Pourquoi la bande dessinée devrait se cantonner au linéaire et à la 2D? Ça fait déjà quelques années que les blogs BD et Scott McCloud dans Réinventer la Bande Dessinée (Vertige Graphic, 2000) donnait à imaginer ce qu'on pourrait lire si on arrivait enfin à se dire que le terme «BD» ne désigne pas seulement un objet rectangle composé d'une cinquantaine de pages, mais une séquence d'images et/ou de texte. Une définition qui permet d'exploser les limites du medium, plutôt restrictives jusqu'à présents.
Le numérique est bien la prochaine révolution qui secouera la bande dessinée: une révolution formelle, qui aura aussi des conséquences sur le contenu. Cette vision enthousiaste est bien peu partagée— au contraire! Mais voilà l'Ipad qui débarque, et étant données les réactions, dans les médias et au sein de la profession, sa vertu principale sera de permettre à ceux qui ne voyaient que les désavantages d'une conversion massive au numérique de concevoir aussi tout ce que cela apportera de bénéfique.
Imaginons...
- Des zooms dans les cases: pourquoi pas des plongées à la Google Map dans des grandes cases panoramiques de décor à la Gilles Chaillet!
- Des histoires à tiroirs: le concept des histoires alternatives, ou des histoires «dont vous êtes le héros» prendraient une toute autre mesure si le lecteur pouvait naviguer de façon ergonomique entre les possibles, avec des liens hypertextes qui pourraient intervenir à tous moments! À la fin d'une histoire pour en proposer des suites alternatives, en spin-off quand on clique sur un personnage...
- L' «infinite canvas» (terme de McCloud, «toile infinie»): on arrêterait de contraindre le fond à la forme et de croire qu'une BD ça se fait nécessairement sur une page en 2D rectangle et en 54 pages, et on se mettrait à faire des séquences de toutes les formes, dans tous les sens, de toutes les tailles.
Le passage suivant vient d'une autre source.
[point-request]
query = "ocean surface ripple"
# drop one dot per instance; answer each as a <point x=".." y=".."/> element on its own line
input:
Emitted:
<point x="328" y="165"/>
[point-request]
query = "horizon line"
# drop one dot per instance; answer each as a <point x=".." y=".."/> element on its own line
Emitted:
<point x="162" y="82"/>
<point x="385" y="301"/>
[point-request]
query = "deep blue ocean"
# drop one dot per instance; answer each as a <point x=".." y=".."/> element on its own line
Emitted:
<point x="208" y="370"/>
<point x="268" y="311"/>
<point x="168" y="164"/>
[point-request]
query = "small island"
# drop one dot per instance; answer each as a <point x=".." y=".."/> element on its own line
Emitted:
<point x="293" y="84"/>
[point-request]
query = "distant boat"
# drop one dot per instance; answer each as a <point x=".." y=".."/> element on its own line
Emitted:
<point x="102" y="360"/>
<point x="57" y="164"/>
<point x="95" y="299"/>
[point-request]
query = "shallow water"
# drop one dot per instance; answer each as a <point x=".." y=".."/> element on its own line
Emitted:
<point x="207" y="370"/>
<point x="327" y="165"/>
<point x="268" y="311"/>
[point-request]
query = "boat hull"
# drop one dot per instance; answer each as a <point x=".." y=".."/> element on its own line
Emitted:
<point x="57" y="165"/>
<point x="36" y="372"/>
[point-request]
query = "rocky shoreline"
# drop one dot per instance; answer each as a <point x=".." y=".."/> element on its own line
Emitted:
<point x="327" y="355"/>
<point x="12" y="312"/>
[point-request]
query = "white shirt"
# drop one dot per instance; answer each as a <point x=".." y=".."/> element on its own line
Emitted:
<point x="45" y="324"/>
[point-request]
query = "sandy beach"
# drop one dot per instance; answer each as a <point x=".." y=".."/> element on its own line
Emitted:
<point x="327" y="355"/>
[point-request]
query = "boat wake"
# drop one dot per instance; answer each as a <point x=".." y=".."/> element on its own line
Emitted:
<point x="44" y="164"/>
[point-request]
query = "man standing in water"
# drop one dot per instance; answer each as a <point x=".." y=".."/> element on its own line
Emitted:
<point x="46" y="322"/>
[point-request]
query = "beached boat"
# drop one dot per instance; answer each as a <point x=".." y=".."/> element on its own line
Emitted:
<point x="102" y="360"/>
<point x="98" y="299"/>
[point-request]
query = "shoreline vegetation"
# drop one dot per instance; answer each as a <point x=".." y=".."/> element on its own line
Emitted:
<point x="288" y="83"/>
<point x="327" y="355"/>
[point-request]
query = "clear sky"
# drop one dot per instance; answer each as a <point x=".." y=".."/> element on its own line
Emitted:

- La création d'un univers graphique autour d'un album: on craint beaucoup de la disparition de l'objet livre qui matérialise un univers qu'on aime, et qui par conséquent devient une passerelle visible vers cet univers invisible. Passerelle qu'on aime mettre dans sa bibliothèque par exemple, ou dont la couverture peut être une extension graphique. En réalité, on peut étendre l'univers d'un livre considérablement plus avec le numérique. Autour de la bande dessinée, pourquoi pas de la musique d'ambiance, des illustrations, des jeux vidéos... De quoi continuer à baigner dans l'imaginaire créé par l'artiste.
L'iPad peut même séduire ceux qui disent «moi lire sur écran je pourrais pas». En tout cas, vue la médiatisation, ils ne peuvent pas ignorer l'existence de cet objet de qualité et à prix abordable. Ceux qui refusaient le numérique et se voyaient en garants du livre sacré vont enfin peut-être changer d'avis.
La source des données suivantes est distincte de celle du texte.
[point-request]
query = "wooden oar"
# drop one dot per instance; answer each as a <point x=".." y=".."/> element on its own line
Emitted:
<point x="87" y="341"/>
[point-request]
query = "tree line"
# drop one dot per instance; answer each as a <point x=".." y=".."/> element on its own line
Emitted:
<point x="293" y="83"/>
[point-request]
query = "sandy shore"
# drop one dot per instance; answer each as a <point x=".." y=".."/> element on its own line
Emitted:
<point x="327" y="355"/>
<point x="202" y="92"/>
Bien sûr l'Ipad n'est pas parfait; d'autres ont déjà débattu des qualités et défauts de l'objet. Il semblerait que le rétroéclairage, l'absence de «multitasking» et d'interopérabilité soient des freins que l'Ipad doive vite surmonter pour convaincre! Mais cette tablette qui ne devra pas devenir l'unique diffuseur de livres a suffisamment de crédibilité, de sexy power, de puissance de tir, et l'Ipad est suffisamment proche de l'idéal d'un reader, pour que les éditeurs ne puissent plus traîner la patte et ignorer la vague à venir.
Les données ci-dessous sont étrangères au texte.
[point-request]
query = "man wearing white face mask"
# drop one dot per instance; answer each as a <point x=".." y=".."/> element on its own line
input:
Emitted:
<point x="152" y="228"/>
L'iPad doit lancer la machine
Tout ça c'était le point de vue «artistique»: ce que la BD comme art a à tirer du numérique. Mais beaucoup d'éditeurs, même si ce qu'ils lisent est révolutionnaire, ne mettent pas la main à la poche s'ils pensent qu'il n'y a pas de marché. Pas tous bien sûr, car une maison d'édition n'est pas une entreprise comme les autres. Les choix ne peuvent pas être guidés uniquement par l'intelligence mercatique, au risque de voir petit à petit la maison mourir...
Comme tout le monde, les maisons d'édition de BD ont assisté au naufrage des maisons de disques. Et toutes se sont contentées de se regarder en chien de faïence, espérant trouver LA formule magique qui ferait que les lecteurs accepteraient de mettre la main au portefeuille. Le public, les auteurs, la technologie sont eux arrivés à leur maturité maximale. Il aurait fallu que des projets soient publiés pour qu'il y ait une sorte de «feedback» des lecteurs et des auteurs, pour que la technologie et la chaîne du livre s'ajuste aux pratiques.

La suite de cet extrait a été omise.